Release 2[1] has a number of components which implement its high-availability cluster management capabilities. This page provides an overview of the architecuture into which these components fit.
The components are as follows:
heartbeat - strongly authenticated communications module
CRM - Cluster Resource Manager
CCM - Strongly Connected Consensus Cluster Membership
LRM - Local Resource Manager
Stonith Daemon - provides node reset services
logd - non-blocking logging daemon
apphbd - application level watchdog timer service
Recovery Manager - application recovery service
CTS - Cluster Testing System - cluster stress tests
Special Glib notes
Function: startup, shutdown, strongly authenticated communication.

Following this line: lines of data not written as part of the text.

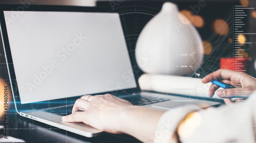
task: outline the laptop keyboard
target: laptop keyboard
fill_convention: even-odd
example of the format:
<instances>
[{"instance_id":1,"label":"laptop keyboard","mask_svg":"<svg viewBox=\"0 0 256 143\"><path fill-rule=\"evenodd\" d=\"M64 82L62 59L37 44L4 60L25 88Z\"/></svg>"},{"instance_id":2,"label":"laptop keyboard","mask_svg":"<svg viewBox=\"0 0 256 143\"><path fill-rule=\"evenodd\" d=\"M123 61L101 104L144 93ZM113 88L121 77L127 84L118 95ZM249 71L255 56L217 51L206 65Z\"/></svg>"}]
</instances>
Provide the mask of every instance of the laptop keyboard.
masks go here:
<instances>
[{"instance_id":1,"label":"laptop keyboard","mask_svg":"<svg viewBox=\"0 0 256 143\"><path fill-rule=\"evenodd\" d=\"M168 99L164 99L151 96L140 95L123 97L122 99L131 102L134 105L146 105L170 100ZM59 107L45 110L45 111L56 114L59 116L67 116L72 113L73 105L68 106Z\"/></svg>"},{"instance_id":2,"label":"laptop keyboard","mask_svg":"<svg viewBox=\"0 0 256 143\"><path fill-rule=\"evenodd\" d=\"M67 116L72 113L73 105L56 108L45 110L45 111L59 116Z\"/></svg>"}]
</instances>

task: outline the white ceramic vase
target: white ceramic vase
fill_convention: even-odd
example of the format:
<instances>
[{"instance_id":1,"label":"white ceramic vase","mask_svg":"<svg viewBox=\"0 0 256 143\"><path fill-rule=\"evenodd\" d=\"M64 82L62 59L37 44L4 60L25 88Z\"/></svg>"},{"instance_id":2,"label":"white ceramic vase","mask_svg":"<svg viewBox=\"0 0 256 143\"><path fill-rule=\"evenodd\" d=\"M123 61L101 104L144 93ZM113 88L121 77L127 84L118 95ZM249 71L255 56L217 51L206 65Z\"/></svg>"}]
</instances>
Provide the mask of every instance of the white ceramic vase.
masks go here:
<instances>
[{"instance_id":1,"label":"white ceramic vase","mask_svg":"<svg viewBox=\"0 0 256 143\"><path fill-rule=\"evenodd\" d=\"M202 40L195 27L166 2L141 32L136 58L144 72L186 75L200 67L203 58Z\"/></svg>"}]
</instances>

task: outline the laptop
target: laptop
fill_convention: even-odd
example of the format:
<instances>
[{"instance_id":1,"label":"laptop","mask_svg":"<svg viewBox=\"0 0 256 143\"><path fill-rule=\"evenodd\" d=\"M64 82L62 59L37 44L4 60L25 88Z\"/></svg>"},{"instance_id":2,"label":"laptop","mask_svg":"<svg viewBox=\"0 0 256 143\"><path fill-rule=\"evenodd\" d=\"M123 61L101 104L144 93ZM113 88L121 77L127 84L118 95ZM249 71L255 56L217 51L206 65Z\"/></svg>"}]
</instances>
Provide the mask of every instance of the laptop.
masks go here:
<instances>
[{"instance_id":1,"label":"laptop","mask_svg":"<svg viewBox=\"0 0 256 143\"><path fill-rule=\"evenodd\" d=\"M135 105L164 110L219 104L142 92L134 50L118 13L96 7L16 5L1 5L0 13L15 109L22 116L91 137L104 133L61 119L84 95L109 93Z\"/></svg>"}]
</instances>

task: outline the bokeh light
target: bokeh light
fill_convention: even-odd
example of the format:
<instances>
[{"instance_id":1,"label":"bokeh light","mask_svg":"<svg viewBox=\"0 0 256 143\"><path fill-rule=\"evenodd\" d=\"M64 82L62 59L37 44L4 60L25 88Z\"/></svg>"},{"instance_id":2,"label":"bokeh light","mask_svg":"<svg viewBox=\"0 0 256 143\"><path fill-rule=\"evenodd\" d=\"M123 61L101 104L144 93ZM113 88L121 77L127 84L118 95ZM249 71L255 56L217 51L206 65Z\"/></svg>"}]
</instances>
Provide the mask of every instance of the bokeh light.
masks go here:
<instances>
[{"instance_id":1,"label":"bokeh light","mask_svg":"<svg viewBox=\"0 0 256 143\"><path fill-rule=\"evenodd\" d=\"M249 1L248 0L240 0L240 3L242 6L249 6Z\"/></svg>"},{"instance_id":2,"label":"bokeh light","mask_svg":"<svg viewBox=\"0 0 256 143\"><path fill-rule=\"evenodd\" d=\"M195 26L201 28L204 25L204 20L203 18L199 15L195 15L194 16L192 23Z\"/></svg>"},{"instance_id":3,"label":"bokeh light","mask_svg":"<svg viewBox=\"0 0 256 143\"><path fill-rule=\"evenodd\" d=\"M225 20L218 19L212 23L212 31L218 35L224 36L228 33L229 26Z\"/></svg>"},{"instance_id":4,"label":"bokeh light","mask_svg":"<svg viewBox=\"0 0 256 143\"><path fill-rule=\"evenodd\" d=\"M181 137L189 137L201 123L202 117L199 112L190 113L179 125L178 134Z\"/></svg>"},{"instance_id":5,"label":"bokeh light","mask_svg":"<svg viewBox=\"0 0 256 143\"><path fill-rule=\"evenodd\" d=\"M212 46L207 41L203 41L203 45L204 46L204 54L205 55L209 55L212 51Z\"/></svg>"},{"instance_id":6,"label":"bokeh light","mask_svg":"<svg viewBox=\"0 0 256 143\"><path fill-rule=\"evenodd\" d=\"M245 38L245 36L243 34L239 34L238 36L237 37L237 40L238 43L239 43L241 44L244 45L244 42L246 41L246 38Z\"/></svg>"},{"instance_id":7,"label":"bokeh light","mask_svg":"<svg viewBox=\"0 0 256 143\"><path fill-rule=\"evenodd\" d=\"M232 39L231 39L231 38L228 38L228 40L229 43L231 44L233 43L233 40L232 40Z\"/></svg>"}]
</instances>

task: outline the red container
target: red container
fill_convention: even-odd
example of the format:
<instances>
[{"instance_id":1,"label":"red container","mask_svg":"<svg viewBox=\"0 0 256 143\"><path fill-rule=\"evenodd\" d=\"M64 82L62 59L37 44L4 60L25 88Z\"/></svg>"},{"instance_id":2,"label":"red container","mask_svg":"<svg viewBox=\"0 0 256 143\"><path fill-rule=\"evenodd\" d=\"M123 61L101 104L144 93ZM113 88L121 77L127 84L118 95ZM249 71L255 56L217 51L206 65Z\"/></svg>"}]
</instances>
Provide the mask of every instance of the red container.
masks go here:
<instances>
[{"instance_id":1,"label":"red container","mask_svg":"<svg viewBox=\"0 0 256 143\"><path fill-rule=\"evenodd\" d=\"M246 72L247 61L247 58L221 58L220 68Z\"/></svg>"}]
</instances>

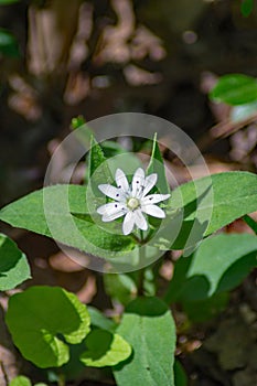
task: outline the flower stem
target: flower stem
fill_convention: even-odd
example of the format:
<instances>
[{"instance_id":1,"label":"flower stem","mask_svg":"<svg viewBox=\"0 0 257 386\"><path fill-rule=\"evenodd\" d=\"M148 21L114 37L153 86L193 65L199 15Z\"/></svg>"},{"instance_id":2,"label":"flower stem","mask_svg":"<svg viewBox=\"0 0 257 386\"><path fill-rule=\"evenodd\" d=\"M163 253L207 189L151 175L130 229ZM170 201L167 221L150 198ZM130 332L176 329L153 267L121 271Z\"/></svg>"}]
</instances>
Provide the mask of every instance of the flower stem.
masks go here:
<instances>
[{"instance_id":1,"label":"flower stem","mask_svg":"<svg viewBox=\"0 0 257 386\"><path fill-rule=\"evenodd\" d=\"M64 374L58 374L58 380L57 380L58 386L65 386L65 375Z\"/></svg>"},{"instance_id":2,"label":"flower stem","mask_svg":"<svg viewBox=\"0 0 257 386\"><path fill-rule=\"evenodd\" d=\"M140 244L141 246L139 247L139 257L140 257L140 264L143 261L146 255L144 255L144 247L143 247L143 232L140 230ZM144 281L144 270L146 268L141 268L138 271L138 294L143 296L144 289L143 289L143 281Z\"/></svg>"}]
</instances>

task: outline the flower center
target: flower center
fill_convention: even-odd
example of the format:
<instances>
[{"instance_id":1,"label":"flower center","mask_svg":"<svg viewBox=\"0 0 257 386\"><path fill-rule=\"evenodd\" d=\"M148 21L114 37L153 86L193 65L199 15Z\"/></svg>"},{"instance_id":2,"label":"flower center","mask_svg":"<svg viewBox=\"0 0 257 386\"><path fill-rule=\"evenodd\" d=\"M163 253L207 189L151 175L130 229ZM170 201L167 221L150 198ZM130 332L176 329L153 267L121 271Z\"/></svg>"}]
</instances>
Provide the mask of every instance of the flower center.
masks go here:
<instances>
[{"instance_id":1,"label":"flower center","mask_svg":"<svg viewBox=\"0 0 257 386\"><path fill-rule=\"evenodd\" d=\"M139 200L138 199L129 199L128 201L127 201L127 206L128 206L128 208L129 210L131 210L131 211L135 211L135 210L137 210L138 207L139 207L139 205L140 205L140 202L139 202Z\"/></svg>"}]
</instances>

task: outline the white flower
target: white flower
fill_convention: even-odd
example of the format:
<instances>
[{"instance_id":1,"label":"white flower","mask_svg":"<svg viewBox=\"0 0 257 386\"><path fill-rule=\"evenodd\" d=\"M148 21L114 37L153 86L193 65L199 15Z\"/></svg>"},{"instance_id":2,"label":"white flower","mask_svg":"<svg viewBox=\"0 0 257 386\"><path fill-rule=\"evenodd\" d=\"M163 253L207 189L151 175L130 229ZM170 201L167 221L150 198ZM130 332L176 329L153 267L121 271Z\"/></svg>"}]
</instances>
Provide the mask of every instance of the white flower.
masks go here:
<instances>
[{"instance_id":1,"label":"white flower","mask_svg":"<svg viewBox=\"0 0 257 386\"><path fill-rule=\"evenodd\" d=\"M148 222L143 213L164 218L165 213L159 206L154 205L170 197L170 194L149 194L150 190L156 185L158 175L156 173L148 176L144 171L139 168L136 170L132 183L129 185L128 180L122 170L117 169L115 180L117 187L110 184L100 184L98 189L115 202L101 205L97 208L103 222L111 222L116 218L125 216L122 223L122 232L129 235L135 225L142 230L148 229Z\"/></svg>"}]
</instances>

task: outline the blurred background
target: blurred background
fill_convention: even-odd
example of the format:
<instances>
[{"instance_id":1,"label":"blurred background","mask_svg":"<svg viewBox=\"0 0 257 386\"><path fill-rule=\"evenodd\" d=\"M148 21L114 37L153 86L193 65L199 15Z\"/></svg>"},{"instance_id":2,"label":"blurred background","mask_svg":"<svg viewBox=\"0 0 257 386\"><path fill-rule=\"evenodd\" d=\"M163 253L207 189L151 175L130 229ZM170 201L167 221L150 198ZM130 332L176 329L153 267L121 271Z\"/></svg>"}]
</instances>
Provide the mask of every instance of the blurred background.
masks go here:
<instances>
[{"instance_id":1,"label":"blurred background","mask_svg":"<svg viewBox=\"0 0 257 386\"><path fill-rule=\"evenodd\" d=\"M207 97L219 75L256 75L254 3L1 0L0 204L42 185L78 115L153 114L191 136L212 172L255 170L256 127L210 138L229 107Z\"/></svg>"},{"instance_id":2,"label":"blurred background","mask_svg":"<svg viewBox=\"0 0 257 386\"><path fill-rule=\"evenodd\" d=\"M238 122L231 106L208 97L218 77L231 73L257 76L254 0L0 0L0 205L43 185L51 154L77 116L89 121L114 112L156 115L195 141L212 173L256 172L257 104L254 118ZM182 165L161 150L184 182ZM238 221L226 232L246 227ZM30 258L28 286L63 286L99 309L113 307L103 279L52 240L8 232ZM161 274L165 280L169 264ZM246 341L249 329L256 336L256 304L251 275L232 294L227 314L190 335L179 331L176 354L190 385L256 384L256 343L231 349L235 336ZM195 351L215 331L213 346Z\"/></svg>"}]
</instances>

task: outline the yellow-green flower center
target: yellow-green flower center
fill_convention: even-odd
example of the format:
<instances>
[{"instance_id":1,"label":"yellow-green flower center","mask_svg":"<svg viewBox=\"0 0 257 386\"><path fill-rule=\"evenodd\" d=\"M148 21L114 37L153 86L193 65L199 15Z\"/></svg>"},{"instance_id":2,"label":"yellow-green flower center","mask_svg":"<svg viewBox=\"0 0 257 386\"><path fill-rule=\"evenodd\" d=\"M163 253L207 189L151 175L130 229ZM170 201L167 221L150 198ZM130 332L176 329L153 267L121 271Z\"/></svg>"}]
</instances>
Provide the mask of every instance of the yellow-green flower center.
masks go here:
<instances>
[{"instance_id":1,"label":"yellow-green flower center","mask_svg":"<svg viewBox=\"0 0 257 386\"><path fill-rule=\"evenodd\" d=\"M132 197L127 201L127 206L129 210L135 211L140 206L140 202L138 199Z\"/></svg>"}]
</instances>

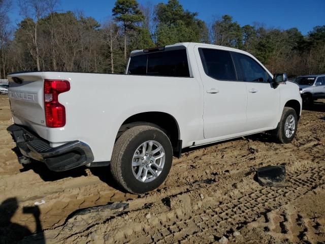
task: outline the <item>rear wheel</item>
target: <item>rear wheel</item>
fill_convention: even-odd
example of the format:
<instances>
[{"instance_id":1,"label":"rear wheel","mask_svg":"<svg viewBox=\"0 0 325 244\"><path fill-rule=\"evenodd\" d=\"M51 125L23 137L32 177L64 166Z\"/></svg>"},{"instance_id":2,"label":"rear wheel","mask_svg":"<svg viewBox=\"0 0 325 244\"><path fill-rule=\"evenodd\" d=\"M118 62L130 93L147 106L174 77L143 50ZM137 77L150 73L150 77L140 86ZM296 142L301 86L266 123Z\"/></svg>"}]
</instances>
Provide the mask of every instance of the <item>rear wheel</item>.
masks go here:
<instances>
[{"instance_id":1,"label":"rear wheel","mask_svg":"<svg viewBox=\"0 0 325 244\"><path fill-rule=\"evenodd\" d=\"M164 182L172 159L172 145L165 133L151 126L136 126L116 141L111 170L122 188L141 194L156 189Z\"/></svg>"},{"instance_id":2,"label":"rear wheel","mask_svg":"<svg viewBox=\"0 0 325 244\"><path fill-rule=\"evenodd\" d=\"M277 139L282 143L290 142L296 136L298 122L295 109L284 107L278 128L274 131Z\"/></svg>"}]
</instances>

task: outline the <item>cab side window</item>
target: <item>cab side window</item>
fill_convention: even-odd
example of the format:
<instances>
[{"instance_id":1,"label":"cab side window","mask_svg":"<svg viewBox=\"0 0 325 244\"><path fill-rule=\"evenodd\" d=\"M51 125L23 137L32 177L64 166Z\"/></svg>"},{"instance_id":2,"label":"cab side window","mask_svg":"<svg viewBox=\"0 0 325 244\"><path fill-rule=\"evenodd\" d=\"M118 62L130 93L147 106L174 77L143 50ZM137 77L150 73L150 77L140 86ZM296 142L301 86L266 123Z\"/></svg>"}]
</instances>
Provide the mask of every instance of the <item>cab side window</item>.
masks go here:
<instances>
[{"instance_id":1,"label":"cab side window","mask_svg":"<svg viewBox=\"0 0 325 244\"><path fill-rule=\"evenodd\" d=\"M259 64L251 57L241 53L233 52L236 69L241 73L241 79L243 81L269 82L269 76ZM237 67L238 66L238 67ZM270 77L271 80L271 77Z\"/></svg>"},{"instance_id":2,"label":"cab side window","mask_svg":"<svg viewBox=\"0 0 325 244\"><path fill-rule=\"evenodd\" d=\"M219 80L237 80L230 52L222 50L199 48L207 75Z\"/></svg>"},{"instance_id":3,"label":"cab side window","mask_svg":"<svg viewBox=\"0 0 325 244\"><path fill-rule=\"evenodd\" d=\"M321 84L319 85L325 85L325 76L322 77L319 77L317 79L317 83L320 83Z\"/></svg>"}]
</instances>

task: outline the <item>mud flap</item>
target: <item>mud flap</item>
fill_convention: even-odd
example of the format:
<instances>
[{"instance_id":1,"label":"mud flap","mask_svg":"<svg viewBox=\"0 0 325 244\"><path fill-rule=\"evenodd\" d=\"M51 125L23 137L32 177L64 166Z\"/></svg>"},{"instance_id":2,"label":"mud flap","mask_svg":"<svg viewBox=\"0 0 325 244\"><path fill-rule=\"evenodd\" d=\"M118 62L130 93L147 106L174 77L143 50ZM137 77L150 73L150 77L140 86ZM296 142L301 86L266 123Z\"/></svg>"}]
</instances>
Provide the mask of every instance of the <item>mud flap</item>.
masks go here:
<instances>
[{"instance_id":1,"label":"mud flap","mask_svg":"<svg viewBox=\"0 0 325 244\"><path fill-rule=\"evenodd\" d=\"M287 186L285 182L285 167L276 165L257 169L256 172L258 183L268 187Z\"/></svg>"}]
</instances>

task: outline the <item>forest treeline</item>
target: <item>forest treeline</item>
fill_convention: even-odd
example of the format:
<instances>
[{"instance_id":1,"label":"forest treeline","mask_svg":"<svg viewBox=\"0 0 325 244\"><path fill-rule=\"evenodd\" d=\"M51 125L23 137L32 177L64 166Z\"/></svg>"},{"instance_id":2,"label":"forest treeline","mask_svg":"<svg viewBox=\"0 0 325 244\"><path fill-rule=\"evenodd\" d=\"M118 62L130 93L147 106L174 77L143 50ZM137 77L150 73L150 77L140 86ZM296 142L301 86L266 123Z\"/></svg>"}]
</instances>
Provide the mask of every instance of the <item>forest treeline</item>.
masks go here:
<instances>
[{"instance_id":1,"label":"forest treeline","mask_svg":"<svg viewBox=\"0 0 325 244\"><path fill-rule=\"evenodd\" d=\"M242 49L272 73L289 77L325 73L325 25L304 36L297 28L241 26L228 15L207 23L177 0L156 5L117 0L101 24L82 13L58 12L57 0L13 1L0 0L3 78L17 71L121 73L132 50L181 42ZM23 20L13 29L8 13L13 4Z\"/></svg>"}]
</instances>

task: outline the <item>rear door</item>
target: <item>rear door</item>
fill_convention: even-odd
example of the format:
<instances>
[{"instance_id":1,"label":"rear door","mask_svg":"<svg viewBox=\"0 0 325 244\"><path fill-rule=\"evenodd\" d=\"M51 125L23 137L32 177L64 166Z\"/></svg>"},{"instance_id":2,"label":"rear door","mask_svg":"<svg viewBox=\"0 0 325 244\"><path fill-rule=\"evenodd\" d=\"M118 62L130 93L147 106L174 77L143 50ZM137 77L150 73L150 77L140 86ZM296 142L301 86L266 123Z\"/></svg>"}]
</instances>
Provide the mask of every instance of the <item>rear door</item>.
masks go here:
<instances>
[{"instance_id":1,"label":"rear door","mask_svg":"<svg viewBox=\"0 0 325 244\"><path fill-rule=\"evenodd\" d=\"M268 72L252 57L233 52L239 79L246 84L247 96L246 131L276 125L280 109L280 89L274 87Z\"/></svg>"},{"instance_id":2,"label":"rear door","mask_svg":"<svg viewBox=\"0 0 325 244\"><path fill-rule=\"evenodd\" d=\"M198 47L198 46L197 46ZM246 121L246 84L238 81L228 50L196 47L203 83L205 138L231 138L243 132Z\"/></svg>"}]
</instances>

Provides locally-ordered multicast messaging over basically any media - IP-based or not.
Currently talks over the following media plugin types:
unicast UDP[2] ipv4
broadcast UDP[3] ipv4
multicast UDP[4] ipv4
serial[5] links (non-IP) - great for use with firewalls, etc. that play with iptables.
openais[6] - uses OpenAIS[7]' evs communication layer as a communication medium.
ping[8] - pings an individual router - allows us to treat it as a pseudo-member.
ping_group[9] - similar to ping except if any in group is up, then the group is up
hbaping[10] - "pings" a fiber channel disk for connectivity
Heartbeat can detect node failure reliably in less than a half-second. With the low-latency patches, (and maybe a bug fix or so), that time could be lowered significantly.
It will register with the system watchdog timer if configured to do so.
The heartbeat layer has an API which provides the following classes of services:
The Cluster Resource Manager[11] (CRM) is the brains of Linux-HA. It maintains the resource configuration, decides what resources should run where, how to move from the current state into the state where they are running where they ought to be. In addition, it supervises the LRM in accomplishing all these things. The CRM interacts with every component in the system:
It uses heartbeat for communication
It receives membership updates from the CCM.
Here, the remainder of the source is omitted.